We have a pair of legacy domain controllers that I want to demote and shutdown. I've already created a pair of Windows Server 2019 DCs and migrated the FSMO roles to one. We have a fairly large environment with many LDAP connections, or domain joined appliances. I've spent the last 6 months trying to find every reference do the legacy domain controllers that I can from everything that I've inherited with little to no documentation. MFDs, UPS's, server / appliance NICs, applications, DHCP scopes, etc.
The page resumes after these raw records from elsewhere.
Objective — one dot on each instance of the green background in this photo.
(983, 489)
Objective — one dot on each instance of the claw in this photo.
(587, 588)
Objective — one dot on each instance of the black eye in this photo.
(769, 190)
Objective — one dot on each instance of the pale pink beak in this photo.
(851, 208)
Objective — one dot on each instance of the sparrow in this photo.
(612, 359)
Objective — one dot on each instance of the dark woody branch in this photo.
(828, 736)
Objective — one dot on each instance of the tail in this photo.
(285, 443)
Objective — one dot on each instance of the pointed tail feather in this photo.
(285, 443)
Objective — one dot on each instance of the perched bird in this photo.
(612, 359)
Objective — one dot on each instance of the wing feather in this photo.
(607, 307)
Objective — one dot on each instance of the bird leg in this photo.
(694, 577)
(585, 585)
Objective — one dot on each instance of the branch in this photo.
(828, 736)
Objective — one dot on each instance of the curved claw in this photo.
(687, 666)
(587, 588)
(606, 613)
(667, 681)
To see if I'd discovered enough, I wanted to schedule a shutdown test of the two legacy DCs. I have some concerns though about how w32tm, Kerberos, and domain joined devices work with round robin requests. If I merely shutdown the DCs rather than demote them and then shut them down, since devices and member servers reference time through w32tm in a round robin method (as far as I know) from DCs, I think this could cause issues if the device was registered to one of the DCs I shutdown. Similarly, with devices which reference the root of the domain, example.local, rather than specific DCs, this DNS entry will also return in round robin, and I believe that will pose an issue as well.
Am I correct in my assumptions? Is biting the bullet and demoting the DCs really the recommended way to move forward? Do non-windows domain joined devices (like linux appliances) typically have to be rejoined to the domain after a change like this?